0
0
PytorchHow-ToBeginner · 3 min read

How to Clip Gradients in PyTorch: Syntax and Example

In PyTorch, you can clip gradients using torch.nn.utils.clip_grad_norm_ or clip_grad_value_ to limit their size during training. This helps prevent exploding gradients by scaling or capping gradients before the optimizer updates model weights.
📐

Syntax

Use torch.nn.utils.clip_grad_norm_(parameters, max_norm, norm_type=2) to clip gradients by their norm. parameters is the model parameters, max_norm is the maximum allowed norm, and norm_type defines the type of norm (default is L2 norm).

Alternatively, use torch.nn.utils.clip_grad_value_(parameters, clip_value) to clip gradients by value, capping each gradient element to the range [-clip_value, clip_value].

python
torch.nn.utils.clip_grad_norm_(parameters, max_norm, norm_type=2)
torch.nn.utils.clip_grad_value_(parameters, clip_value)
💻

Example

This example shows how to clip gradients by norm during training a simple linear model.
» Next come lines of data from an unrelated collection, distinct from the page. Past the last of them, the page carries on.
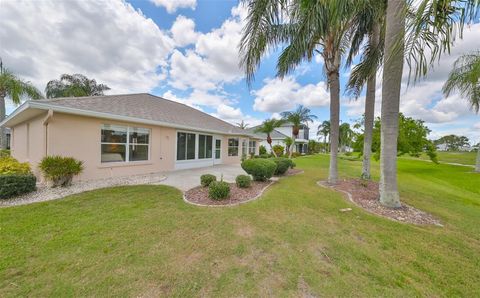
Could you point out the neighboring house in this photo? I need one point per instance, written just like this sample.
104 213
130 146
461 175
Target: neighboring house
279 134
120 135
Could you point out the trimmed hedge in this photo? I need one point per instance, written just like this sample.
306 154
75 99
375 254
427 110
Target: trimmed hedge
260 169
243 181
207 179
12 185
218 190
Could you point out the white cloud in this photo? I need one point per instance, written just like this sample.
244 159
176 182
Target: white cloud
109 41
172 5
279 95
214 61
183 31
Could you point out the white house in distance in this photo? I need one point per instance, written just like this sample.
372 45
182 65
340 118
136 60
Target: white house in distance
279 134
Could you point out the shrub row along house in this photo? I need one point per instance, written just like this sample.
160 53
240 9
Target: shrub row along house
121 135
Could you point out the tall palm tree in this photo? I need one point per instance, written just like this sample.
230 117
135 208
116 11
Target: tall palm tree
324 130
432 25
14 88
465 78
75 85
301 116
306 28
267 127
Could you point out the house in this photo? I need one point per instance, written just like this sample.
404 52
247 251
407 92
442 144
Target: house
280 133
121 135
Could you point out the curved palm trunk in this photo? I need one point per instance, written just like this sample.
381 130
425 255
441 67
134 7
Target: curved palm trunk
369 112
3 132
392 80
334 84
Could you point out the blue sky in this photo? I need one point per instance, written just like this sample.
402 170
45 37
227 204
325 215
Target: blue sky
186 50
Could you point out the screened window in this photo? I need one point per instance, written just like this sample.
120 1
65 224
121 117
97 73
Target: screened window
204 146
124 144
252 146
233 147
185 146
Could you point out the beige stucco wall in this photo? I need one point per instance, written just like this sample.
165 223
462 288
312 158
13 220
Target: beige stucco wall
79 137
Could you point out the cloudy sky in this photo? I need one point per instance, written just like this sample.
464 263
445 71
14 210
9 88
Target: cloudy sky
186 50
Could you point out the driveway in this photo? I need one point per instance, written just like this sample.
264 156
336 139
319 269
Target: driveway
187 179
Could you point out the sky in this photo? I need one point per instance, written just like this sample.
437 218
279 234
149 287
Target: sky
187 51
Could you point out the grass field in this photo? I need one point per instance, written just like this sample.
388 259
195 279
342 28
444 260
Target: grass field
145 241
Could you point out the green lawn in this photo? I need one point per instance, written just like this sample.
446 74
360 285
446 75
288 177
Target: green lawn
145 241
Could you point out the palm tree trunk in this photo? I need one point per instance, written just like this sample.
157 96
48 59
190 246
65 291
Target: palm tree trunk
334 84
477 167
392 80
369 112
3 132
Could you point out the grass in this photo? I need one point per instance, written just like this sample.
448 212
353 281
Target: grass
145 241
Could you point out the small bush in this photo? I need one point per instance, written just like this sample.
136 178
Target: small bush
12 185
218 190
243 181
207 179
60 170
261 169
9 166
283 164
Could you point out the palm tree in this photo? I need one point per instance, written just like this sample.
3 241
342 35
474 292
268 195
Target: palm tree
15 88
324 130
297 118
243 125
306 28
433 25
75 85
267 127
465 78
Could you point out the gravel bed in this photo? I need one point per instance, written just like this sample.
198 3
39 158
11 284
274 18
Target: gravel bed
366 195
44 193
199 195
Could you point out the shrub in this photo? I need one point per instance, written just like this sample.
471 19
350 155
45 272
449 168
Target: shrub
283 164
278 149
60 170
261 169
9 165
206 179
262 150
218 190
16 184
243 181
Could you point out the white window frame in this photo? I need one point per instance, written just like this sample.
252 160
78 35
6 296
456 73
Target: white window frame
127 144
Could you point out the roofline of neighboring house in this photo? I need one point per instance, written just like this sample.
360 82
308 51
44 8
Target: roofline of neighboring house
74 111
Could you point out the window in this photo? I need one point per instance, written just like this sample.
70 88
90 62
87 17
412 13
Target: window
252 147
124 144
233 147
185 146
204 146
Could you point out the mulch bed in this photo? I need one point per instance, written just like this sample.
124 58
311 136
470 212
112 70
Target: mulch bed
366 194
199 194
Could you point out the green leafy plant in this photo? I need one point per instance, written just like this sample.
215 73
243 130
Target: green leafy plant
243 181
12 185
260 169
207 179
218 190
60 170
9 165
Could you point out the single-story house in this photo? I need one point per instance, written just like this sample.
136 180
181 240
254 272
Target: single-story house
280 133
121 135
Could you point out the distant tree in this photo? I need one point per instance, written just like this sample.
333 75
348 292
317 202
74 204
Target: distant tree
243 125
14 88
75 85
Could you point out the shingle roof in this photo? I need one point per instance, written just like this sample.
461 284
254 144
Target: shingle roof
274 135
147 107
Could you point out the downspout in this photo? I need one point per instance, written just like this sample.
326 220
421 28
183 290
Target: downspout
46 121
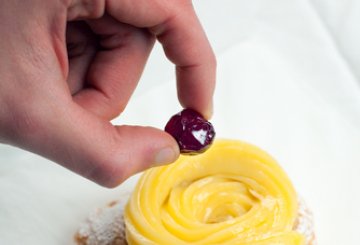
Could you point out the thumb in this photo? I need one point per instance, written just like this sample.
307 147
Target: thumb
94 148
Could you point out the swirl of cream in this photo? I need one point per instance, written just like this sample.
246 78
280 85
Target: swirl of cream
234 193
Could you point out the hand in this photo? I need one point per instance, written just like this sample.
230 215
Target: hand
68 67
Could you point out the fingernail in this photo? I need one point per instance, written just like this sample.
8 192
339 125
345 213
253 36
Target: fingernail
209 111
165 156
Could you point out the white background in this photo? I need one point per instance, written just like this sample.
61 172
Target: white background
288 81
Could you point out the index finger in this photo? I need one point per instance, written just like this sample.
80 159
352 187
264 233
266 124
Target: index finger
177 27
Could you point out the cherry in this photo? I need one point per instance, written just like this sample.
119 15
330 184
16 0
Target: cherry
191 131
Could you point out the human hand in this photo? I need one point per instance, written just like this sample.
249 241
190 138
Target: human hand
68 67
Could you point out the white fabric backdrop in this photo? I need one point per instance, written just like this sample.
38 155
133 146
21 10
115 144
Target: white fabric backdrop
286 82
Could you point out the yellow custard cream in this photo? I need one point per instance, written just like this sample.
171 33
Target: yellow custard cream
232 194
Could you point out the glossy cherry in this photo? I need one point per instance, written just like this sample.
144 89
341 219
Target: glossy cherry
192 132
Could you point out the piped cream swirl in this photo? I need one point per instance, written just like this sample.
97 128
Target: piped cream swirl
234 193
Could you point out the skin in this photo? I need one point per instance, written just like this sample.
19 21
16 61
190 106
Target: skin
67 67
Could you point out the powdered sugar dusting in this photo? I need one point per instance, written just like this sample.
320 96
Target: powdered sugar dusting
305 223
106 226
103 227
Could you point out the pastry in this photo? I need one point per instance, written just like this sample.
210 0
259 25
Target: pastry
234 193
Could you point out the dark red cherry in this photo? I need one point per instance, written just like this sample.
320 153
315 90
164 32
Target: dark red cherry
192 132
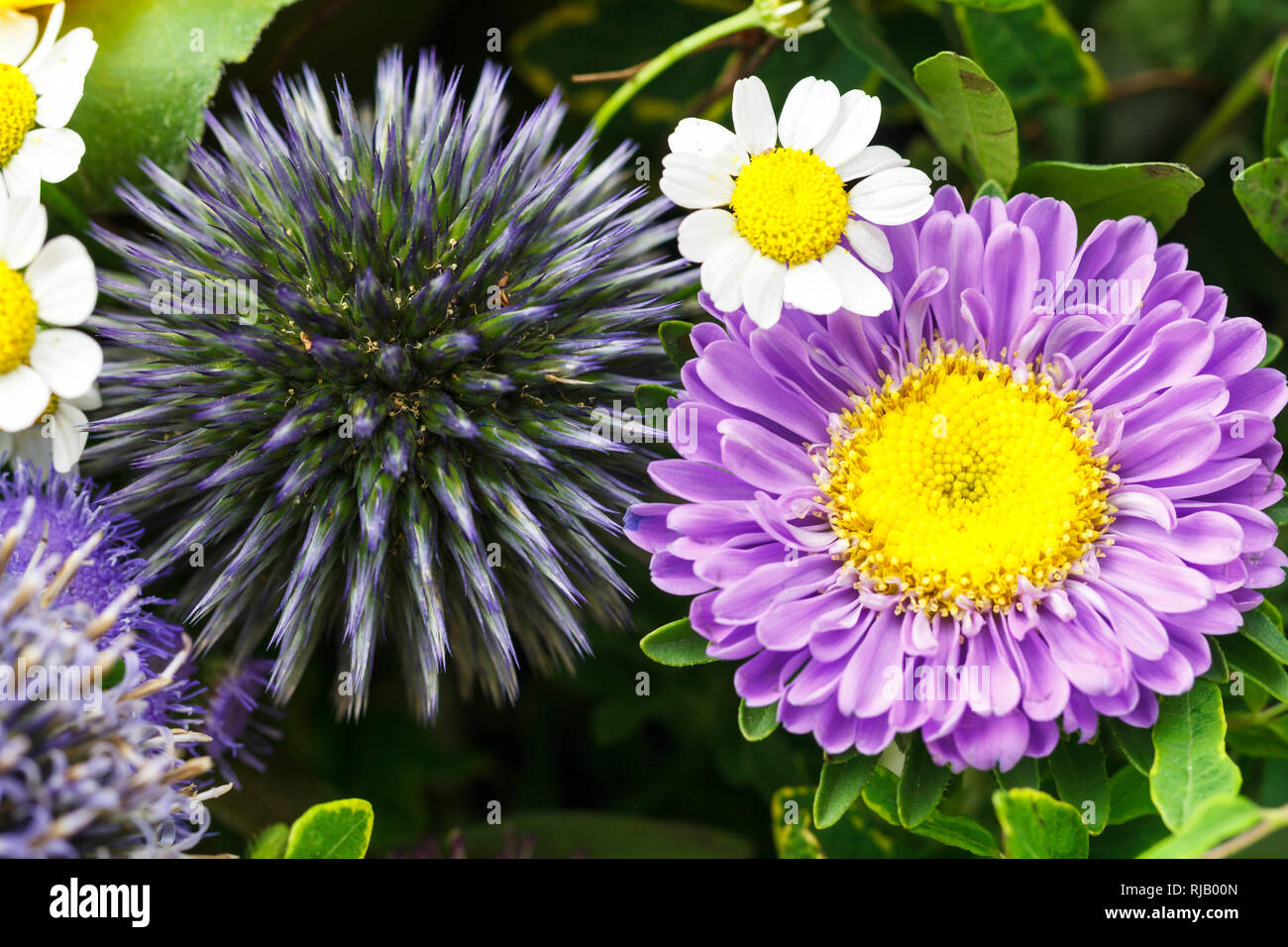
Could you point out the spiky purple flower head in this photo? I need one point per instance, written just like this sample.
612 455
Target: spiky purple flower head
84 772
394 440
1018 500
99 548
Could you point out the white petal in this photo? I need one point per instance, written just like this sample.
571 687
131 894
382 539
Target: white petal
861 289
47 39
810 287
871 244
22 231
711 141
763 290
59 82
54 154
722 270
807 115
62 282
24 394
703 231
695 182
67 360
875 158
18 34
861 114
754 115
69 437
896 196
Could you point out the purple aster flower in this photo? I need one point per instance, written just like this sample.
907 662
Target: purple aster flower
389 434
84 771
1018 500
71 514
237 724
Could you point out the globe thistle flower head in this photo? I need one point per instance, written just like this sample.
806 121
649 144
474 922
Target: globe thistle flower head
99 549
1013 502
394 438
82 770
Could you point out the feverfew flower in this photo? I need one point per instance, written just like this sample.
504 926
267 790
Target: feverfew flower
46 290
400 453
42 81
1016 502
780 223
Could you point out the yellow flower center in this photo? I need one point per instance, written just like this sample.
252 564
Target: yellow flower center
790 205
17 110
964 478
17 320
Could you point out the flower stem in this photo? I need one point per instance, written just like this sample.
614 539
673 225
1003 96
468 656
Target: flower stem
660 63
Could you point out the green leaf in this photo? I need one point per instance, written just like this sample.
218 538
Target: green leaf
1274 346
1031 53
863 38
921 785
758 723
269 843
1037 826
1128 796
1256 664
677 646
1081 779
151 80
1134 744
1022 774
838 787
1263 628
881 792
1155 191
1216 821
675 341
1262 192
1190 764
333 830
1276 110
973 123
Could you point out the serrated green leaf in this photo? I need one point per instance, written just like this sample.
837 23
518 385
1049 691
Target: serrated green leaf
838 788
863 38
973 121
675 341
1216 821
1128 796
1262 192
159 64
1250 660
1134 742
333 830
1159 192
677 646
1031 53
1276 108
921 785
1081 780
1190 764
1037 826
269 843
756 723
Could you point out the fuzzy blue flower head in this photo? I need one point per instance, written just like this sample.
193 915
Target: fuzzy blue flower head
365 357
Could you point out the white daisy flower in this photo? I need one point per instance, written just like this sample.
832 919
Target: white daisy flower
58 437
42 81
46 290
776 219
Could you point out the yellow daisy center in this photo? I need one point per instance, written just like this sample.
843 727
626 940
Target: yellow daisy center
961 479
790 205
17 110
17 320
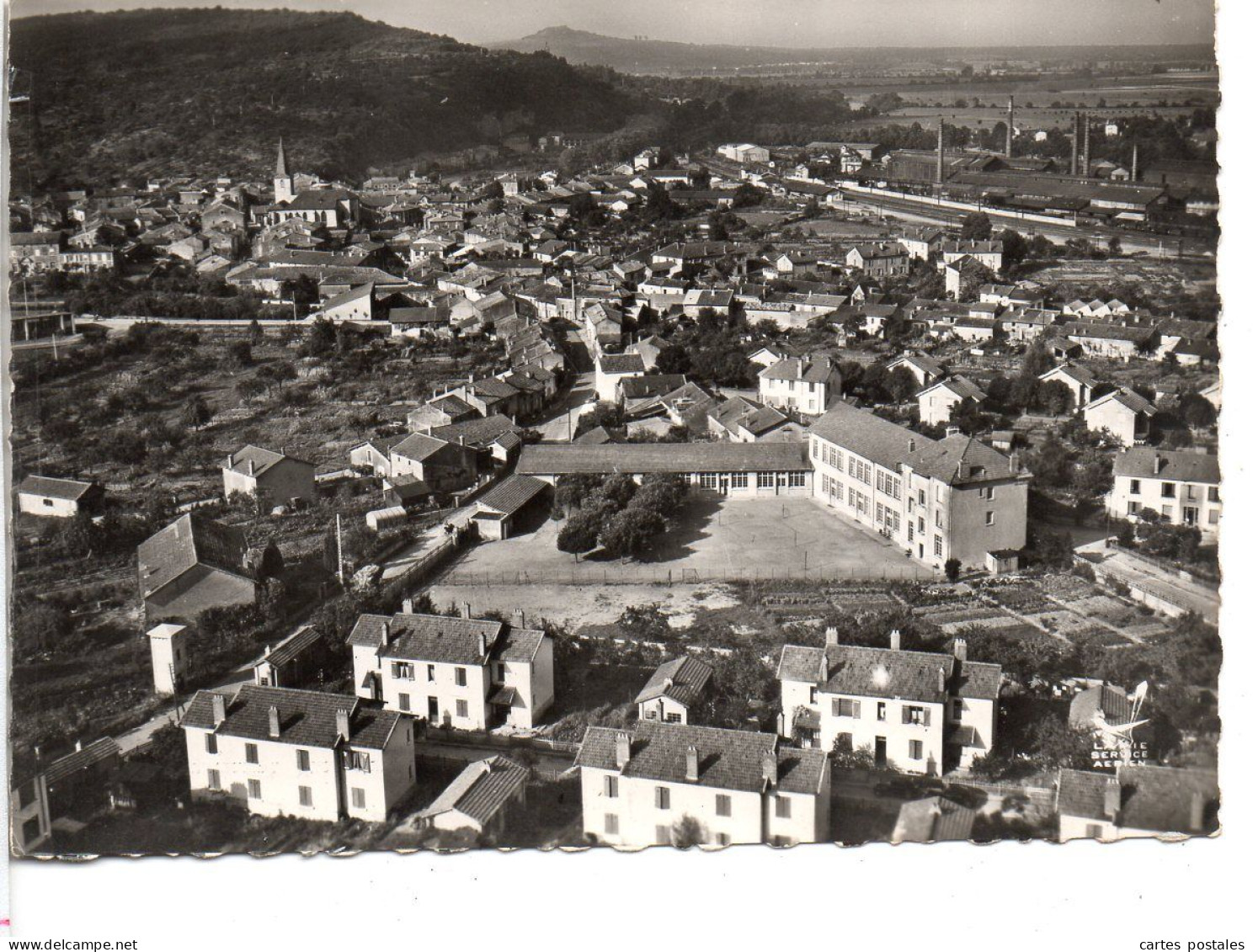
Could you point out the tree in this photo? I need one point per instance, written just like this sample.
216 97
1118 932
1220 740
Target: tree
580 533
628 533
195 412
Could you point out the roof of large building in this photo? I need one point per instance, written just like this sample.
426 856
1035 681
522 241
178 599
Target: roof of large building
856 670
482 790
72 490
727 759
559 459
680 679
1144 462
187 541
305 718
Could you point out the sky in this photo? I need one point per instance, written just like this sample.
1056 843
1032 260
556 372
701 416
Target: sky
765 23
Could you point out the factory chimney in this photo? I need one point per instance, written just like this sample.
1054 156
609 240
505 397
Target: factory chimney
1009 133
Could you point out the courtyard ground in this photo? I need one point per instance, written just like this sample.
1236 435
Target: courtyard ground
758 539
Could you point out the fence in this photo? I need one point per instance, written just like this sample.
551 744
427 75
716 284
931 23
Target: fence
653 575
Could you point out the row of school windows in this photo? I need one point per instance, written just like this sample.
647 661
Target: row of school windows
303 793
352 759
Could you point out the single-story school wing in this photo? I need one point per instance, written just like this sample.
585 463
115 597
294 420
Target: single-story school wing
723 467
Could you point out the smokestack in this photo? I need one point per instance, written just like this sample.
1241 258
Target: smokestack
621 749
1009 133
1074 149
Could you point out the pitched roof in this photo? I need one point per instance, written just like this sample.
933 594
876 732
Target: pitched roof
680 679
728 759
511 494
305 718
1143 462
187 541
72 490
482 790
638 459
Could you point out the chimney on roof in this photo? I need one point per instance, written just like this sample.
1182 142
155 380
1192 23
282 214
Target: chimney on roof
1197 812
621 749
770 768
693 766
1113 798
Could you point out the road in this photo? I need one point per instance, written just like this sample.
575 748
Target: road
921 212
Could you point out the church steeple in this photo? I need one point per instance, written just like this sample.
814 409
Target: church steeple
284 187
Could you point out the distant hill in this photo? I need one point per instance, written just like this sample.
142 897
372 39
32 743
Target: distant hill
210 90
663 56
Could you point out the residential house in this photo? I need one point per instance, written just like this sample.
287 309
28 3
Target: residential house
1135 800
673 689
936 402
802 384
1122 412
1183 487
297 753
63 499
722 787
462 673
916 712
271 477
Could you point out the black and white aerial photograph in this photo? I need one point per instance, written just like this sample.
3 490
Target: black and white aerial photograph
589 428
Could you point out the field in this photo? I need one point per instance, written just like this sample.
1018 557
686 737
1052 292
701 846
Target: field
717 539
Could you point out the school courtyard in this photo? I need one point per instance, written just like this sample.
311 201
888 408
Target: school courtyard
718 539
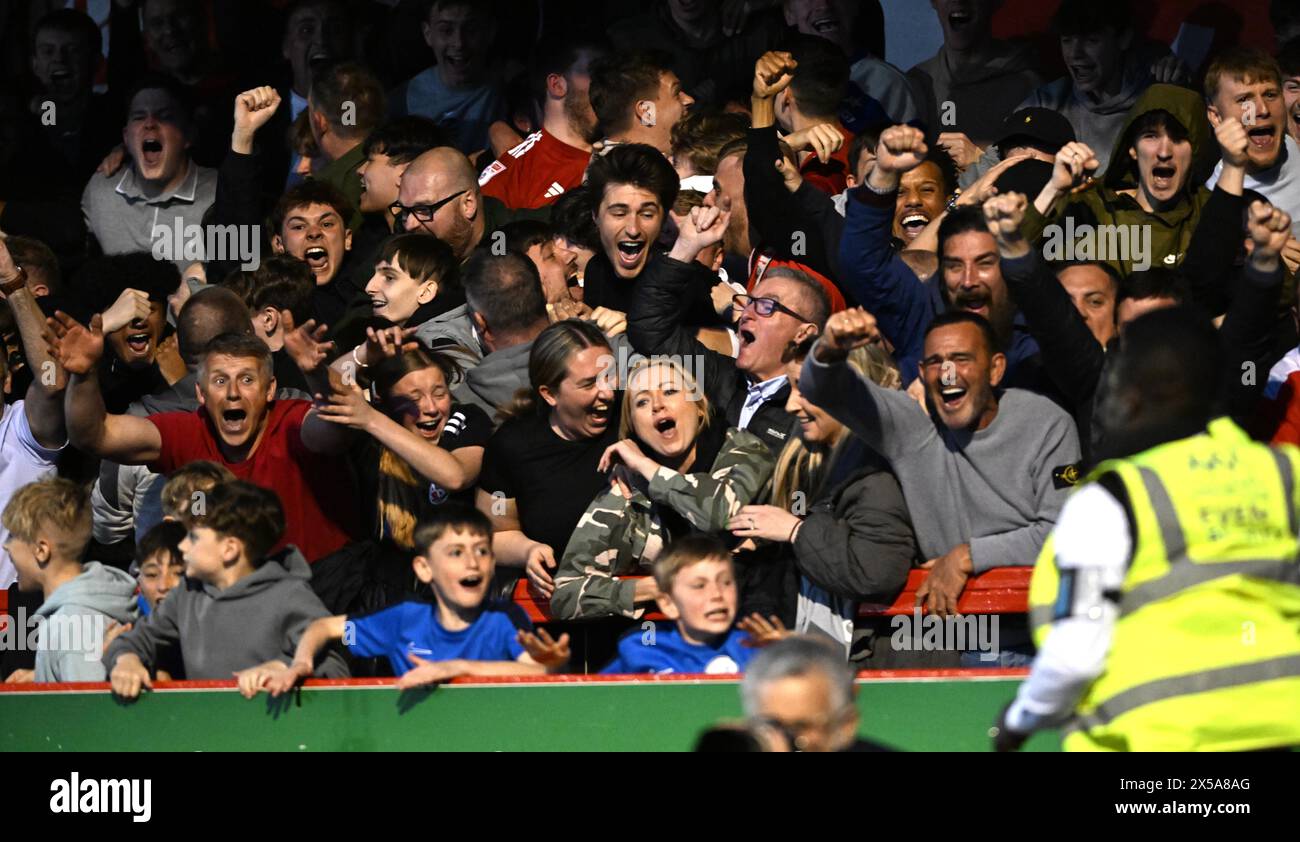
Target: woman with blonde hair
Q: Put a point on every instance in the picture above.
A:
(837, 516)
(674, 472)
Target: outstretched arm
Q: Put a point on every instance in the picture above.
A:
(128, 439)
(44, 399)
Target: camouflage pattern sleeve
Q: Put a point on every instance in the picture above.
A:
(610, 539)
(707, 500)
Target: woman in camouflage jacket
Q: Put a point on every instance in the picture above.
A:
(672, 473)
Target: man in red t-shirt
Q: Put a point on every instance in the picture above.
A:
(811, 98)
(280, 445)
(553, 159)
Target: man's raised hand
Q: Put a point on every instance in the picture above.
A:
(1074, 164)
(306, 343)
(846, 330)
(772, 73)
(1233, 140)
(76, 347)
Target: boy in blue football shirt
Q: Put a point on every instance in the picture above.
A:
(697, 590)
(462, 634)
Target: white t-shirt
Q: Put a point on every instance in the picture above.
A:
(22, 460)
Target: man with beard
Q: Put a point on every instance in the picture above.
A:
(161, 189)
(1246, 85)
(987, 477)
(711, 61)
(637, 99)
(316, 33)
(553, 159)
(462, 90)
(783, 311)
(310, 222)
(980, 77)
(970, 276)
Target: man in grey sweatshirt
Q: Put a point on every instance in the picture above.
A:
(221, 632)
(984, 474)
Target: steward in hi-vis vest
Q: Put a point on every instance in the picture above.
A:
(1166, 602)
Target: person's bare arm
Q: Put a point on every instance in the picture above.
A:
(126, 439)
(44, 398)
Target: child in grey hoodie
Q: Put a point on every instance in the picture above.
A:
(237, 610)
(48, 524)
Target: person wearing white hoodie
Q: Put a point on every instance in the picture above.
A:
(48, 524)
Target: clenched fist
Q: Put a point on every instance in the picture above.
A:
(844, 331)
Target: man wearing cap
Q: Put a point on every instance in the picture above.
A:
(1036, 134)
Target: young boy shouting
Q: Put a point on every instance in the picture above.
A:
(462, 634)
(238, 611)
(48, 524)
(697, 590)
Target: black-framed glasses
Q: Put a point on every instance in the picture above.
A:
(421, 212)
(765, 307)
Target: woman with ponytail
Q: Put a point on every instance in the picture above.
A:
(836, 513)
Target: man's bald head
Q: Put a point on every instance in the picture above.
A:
(207, 315)
(442, 181)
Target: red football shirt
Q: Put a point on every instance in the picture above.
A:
(320, 516)
(534, 173)
(830, 176)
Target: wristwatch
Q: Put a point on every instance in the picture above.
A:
(18, 281)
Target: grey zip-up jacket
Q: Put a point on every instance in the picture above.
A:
(220, 632)
(76, 617)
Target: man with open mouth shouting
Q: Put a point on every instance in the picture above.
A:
(280, 445)
(161, 189)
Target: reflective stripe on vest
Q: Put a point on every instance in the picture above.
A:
(1184, 573)
(1174, 686)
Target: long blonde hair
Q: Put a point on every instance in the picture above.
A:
(802, 469)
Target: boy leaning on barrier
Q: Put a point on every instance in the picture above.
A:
(239, 611)
(460, 634)
(48, 526)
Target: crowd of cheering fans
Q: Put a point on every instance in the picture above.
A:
(329, 322)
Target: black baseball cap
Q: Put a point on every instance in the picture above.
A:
(1039, 126)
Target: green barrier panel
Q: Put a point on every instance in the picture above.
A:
(918, 715)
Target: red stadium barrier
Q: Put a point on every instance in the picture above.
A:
(1000, 590)
(538, 608)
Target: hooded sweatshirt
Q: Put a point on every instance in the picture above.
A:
(1103, 203)
(74, 620)
(220, 632)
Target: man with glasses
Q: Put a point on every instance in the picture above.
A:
(440, 195)
(798, 694)
(984, 480)
(784, 309)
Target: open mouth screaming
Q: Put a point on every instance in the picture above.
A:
(1162, 177)
(913, 224)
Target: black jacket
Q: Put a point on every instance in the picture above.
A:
(857, 539)
(655, 328)
(1077, 363)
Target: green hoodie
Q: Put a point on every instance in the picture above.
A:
(1103, 203)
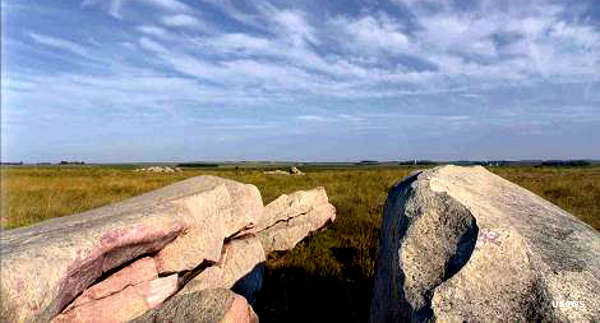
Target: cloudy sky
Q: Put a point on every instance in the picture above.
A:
(173, 80)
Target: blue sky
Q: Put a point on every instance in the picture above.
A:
(174, 80)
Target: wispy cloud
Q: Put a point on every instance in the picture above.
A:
(59, 43)
(151, 45)
(182, 21)
(404, 67)
(152, 30)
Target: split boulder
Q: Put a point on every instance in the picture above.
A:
(462, 244)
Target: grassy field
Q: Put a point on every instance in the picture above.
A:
(326, 277)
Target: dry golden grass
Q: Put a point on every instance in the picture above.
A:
(327, 277)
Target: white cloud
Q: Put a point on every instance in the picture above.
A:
(151, 45)
(182, 21)
(371, 34)
(152, 30)
(310, 117)
(59, 43)
(173, 5)
(115, 7)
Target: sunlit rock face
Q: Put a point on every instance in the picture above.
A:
(460, 244)
(117, 262)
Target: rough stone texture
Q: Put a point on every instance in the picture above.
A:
(125, 305)
(45, 266)
(234, 209)
(140, 271)
(241, 268)
(208, 306)
(290, 218)
(461, 244)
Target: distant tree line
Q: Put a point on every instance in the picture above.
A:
(566, 163)
(197, 165)
(65, 162)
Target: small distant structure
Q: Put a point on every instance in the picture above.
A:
(65, 162)
(292, 171)
(11, 163)
(158, 169)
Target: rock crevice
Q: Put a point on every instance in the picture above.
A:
(117, 262)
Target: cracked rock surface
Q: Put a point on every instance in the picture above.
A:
(460, 244)
(117, 262)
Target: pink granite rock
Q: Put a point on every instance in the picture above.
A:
(136, 273)
(209, 305)
(241, 264)
(290, 218)
(45, 266)
(122, 306)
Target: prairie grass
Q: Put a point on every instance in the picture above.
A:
(327, 277)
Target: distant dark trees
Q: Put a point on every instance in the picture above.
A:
(566, 163)
(197, 165)
(64, 162)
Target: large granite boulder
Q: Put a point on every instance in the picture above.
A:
(159, 253)
(207, 306)
(241, 268)
(290, 218)
(460, 244)
(45, 266)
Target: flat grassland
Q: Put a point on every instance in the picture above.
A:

It clips gradients to a max norm of 1.0 before the optimizer step.

python
import torch
import torch.nn as nn
import torch.optim as optim

# Simple linear model
model = nn.Linear(2, 1)
optimizer = optim.SGD(model.parameters(), lr=0.1)

# Dummy input and target
inputs = torch.tensor([[1.0, 2.0], [3.0, 4.0]])
targets = torch.tensor([[1.0], [2.0]])

criterion = nn.MSELoss()

# Forward pass
outputs = model(inputs)
loss = criterion(outputs, targets)

# Backward pass
loss.backward()

# Clip gradients by norm
torch.nn.utils.clip_grad_norm_(model.parameters(), max_norm=1.0)

# Check gradient norms
total_norm = 0
for p in model.parameters():
    param_norm = p.grad.data.norm(2)
    total_norm += param_norm.item() ** 2
total_norm = total_norm ** 0.5
print(f"Total gradient norm after clipping: {total_norm:.4f}")

# Optimizer step
optimizer.step()
Output
Total gradient norm after clipping: 1.0000
⚠️

Common Pitfalls

  • Not calling loss.backward() before clipping gradients will cause errors because gradients do not exist yet.
  • Clipping gradients after optimizer.step() has no effect; always clip before the optimizer updates weights.
  • Using too small max_norm can slow training by overly shrinking gradients.
  • For models with multiple parameter groups, ensure clipping is applied to all parameters.
python
import torch
import torch.nn as nn
import torch.optim as optim

model = nn.Linear(2, 1)
optimizer = optim.SGD(model.parameters(), lr=0.1)
inputs = torch.tensor([[1.0, 2.0]])
targets = torch.tensor([[1.0]])
criterion = nn.MSELoss()

outputs = model(inputs)
loss = criterion(outputs, targets)

# WRONG: clipping before backward
# torch.nn.utils.clip_grad_norm_(model.parameters(), max_norm=1.0)  # No gradients yet

loss.backward()

# WRONG: clipping after optimizer step
optimizer.step()
torch.nn.utils.clip_grad_norm_(model.parameters(), max_norm=1.0)  # Too late

# RIGHT: clip after backward, before optimizer step
loss.backward()
torch.nn.utils.clip_grad_norm_(model.parameters(), max_norm=1.0)
optimizer.step()
📊

Quick Reference

Gradient Clipping Methods in PyTorch:

  • clip_grad_norm_: Clips gradients by their norm (recommended for most cases).
  • clip_grad_value_: Clips gradients by value, capping each element.

Usage Tips:

  • Call after loss.backward() and before optimizer.step().
  • Choose max_norm based on your model and training stability.
  • Use clipping to prevent exploding gradients in deep or recurrent networks.

Key Takeaways

Always clip gradients after backward() and before optimizer.step() to control gradient size.
Use torch.nn.utils.clip_grad_norm_ to clip gradients by their norm for stable training.
Avoid clipping gradients before backward() or after optimizer.step() as it has no effect.
Choose an appropriate max_norm value to prevent exploding gradients without slowing training.
Gradient clipping is especially useful in deep or recurrent neural networks to maintain training stability.